A horse gets gelded, a horse wins first time gelded. At times - probably a lot of the time - we have no idea the true timing of such. That's been going on forever.
In Hong Kong (oh Pocket, here you go again with the Honk Kong thing), a horse gets gelded and wins first time gelded. We know exactly the timing of such, because vet work is documented, and a vet and trainer who didn't report it would be on the next plane to Ulan Bator.
Hong Kong has a tight system that can enforce proper reporting, and procedure, so their betting customers can feel 100% confident in the data. North American racing does not have that.
What if the industry here really wanted to ensure that when a horse is gelded, the date and time is accurate, and the reporting is accurate through the system? Well, it would be pretty much impossible the way a horse is structured wouldn't it?
For something accurate and real to be implemented here, you'd need big penalties for not reporting this properly. Track vets would have to be sanctioned for not reporting it. Trainers would have to be sanctioned for not reporting it. You'd need to build a set of protocols so that when a tattoo number is checked (just like is done at every harness track by the gal or guy with a clipboard), a horse is checked to ensure a colt is a colt and a gelding is a gelding. This data would need to be kept in a database.
Sounds easy enough, if it was one jurisdiction. Just pass a new fine, disseminate it to the masses, let people know, and build the protocol. Then ensure your data provider is on board. Done.

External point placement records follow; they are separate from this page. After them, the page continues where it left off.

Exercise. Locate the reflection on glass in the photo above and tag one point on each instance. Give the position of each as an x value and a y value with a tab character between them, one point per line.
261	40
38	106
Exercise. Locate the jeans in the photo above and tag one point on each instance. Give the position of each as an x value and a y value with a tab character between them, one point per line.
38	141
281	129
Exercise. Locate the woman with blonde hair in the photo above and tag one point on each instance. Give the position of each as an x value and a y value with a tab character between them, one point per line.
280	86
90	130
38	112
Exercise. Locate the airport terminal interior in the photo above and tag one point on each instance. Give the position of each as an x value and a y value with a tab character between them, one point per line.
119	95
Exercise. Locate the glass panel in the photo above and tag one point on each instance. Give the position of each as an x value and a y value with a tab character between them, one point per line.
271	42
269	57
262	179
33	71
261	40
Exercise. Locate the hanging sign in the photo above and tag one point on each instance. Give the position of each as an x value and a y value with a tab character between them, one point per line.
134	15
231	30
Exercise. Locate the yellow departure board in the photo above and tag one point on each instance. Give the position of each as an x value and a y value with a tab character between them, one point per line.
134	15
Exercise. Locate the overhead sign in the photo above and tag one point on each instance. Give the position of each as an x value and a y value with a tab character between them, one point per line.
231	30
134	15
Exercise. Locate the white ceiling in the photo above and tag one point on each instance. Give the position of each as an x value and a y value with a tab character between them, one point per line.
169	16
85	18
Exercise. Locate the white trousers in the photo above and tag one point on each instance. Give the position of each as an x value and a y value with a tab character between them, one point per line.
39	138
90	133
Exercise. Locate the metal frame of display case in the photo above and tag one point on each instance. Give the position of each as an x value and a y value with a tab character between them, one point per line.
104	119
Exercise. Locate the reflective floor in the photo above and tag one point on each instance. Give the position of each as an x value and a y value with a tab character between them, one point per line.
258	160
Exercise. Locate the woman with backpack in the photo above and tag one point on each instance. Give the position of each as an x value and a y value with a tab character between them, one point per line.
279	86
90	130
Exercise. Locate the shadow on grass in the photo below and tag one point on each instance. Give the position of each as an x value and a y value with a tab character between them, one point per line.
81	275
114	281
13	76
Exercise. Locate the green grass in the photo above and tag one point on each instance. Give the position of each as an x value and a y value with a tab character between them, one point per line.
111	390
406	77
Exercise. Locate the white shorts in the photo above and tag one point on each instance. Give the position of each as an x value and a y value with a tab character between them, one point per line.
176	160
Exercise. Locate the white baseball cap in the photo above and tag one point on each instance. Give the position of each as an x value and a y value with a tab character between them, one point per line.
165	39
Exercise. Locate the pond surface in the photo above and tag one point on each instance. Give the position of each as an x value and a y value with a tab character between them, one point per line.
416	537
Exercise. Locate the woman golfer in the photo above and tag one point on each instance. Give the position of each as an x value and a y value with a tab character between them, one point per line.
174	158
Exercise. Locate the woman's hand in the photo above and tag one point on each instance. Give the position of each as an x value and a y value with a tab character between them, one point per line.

Unfortunately, this process would have to be uniform. At Assiniboia Downs in Winnipeg, Manitoba, to the Ils S'ont Partie tracks where the Duck Dynasty dudes reside, to New York, to Florida, to California, where seemingly the simplest policy changes go to die through infighting.
Horse racing was never built for uniform change; whether that be for legislation regarding uniform whip rules, withdraw times, lasix, bute, drug levels, or a hundred other things. That's why something you and I might find very simple - whether a horse doesn't have testicles today, where he had them yesterday - seems to get mired into a bizarre reporting and fiefdom Chinese finger puzzle.
It's not that this industry does not want it, and it certainly does not mean trainers are trying to pull one over on us. It's just seemingly impossible.
I was recently looking at a horse I used to own. He's listed as a colt, even though he was gelded three years ago. I doubt this is going to change any time soon.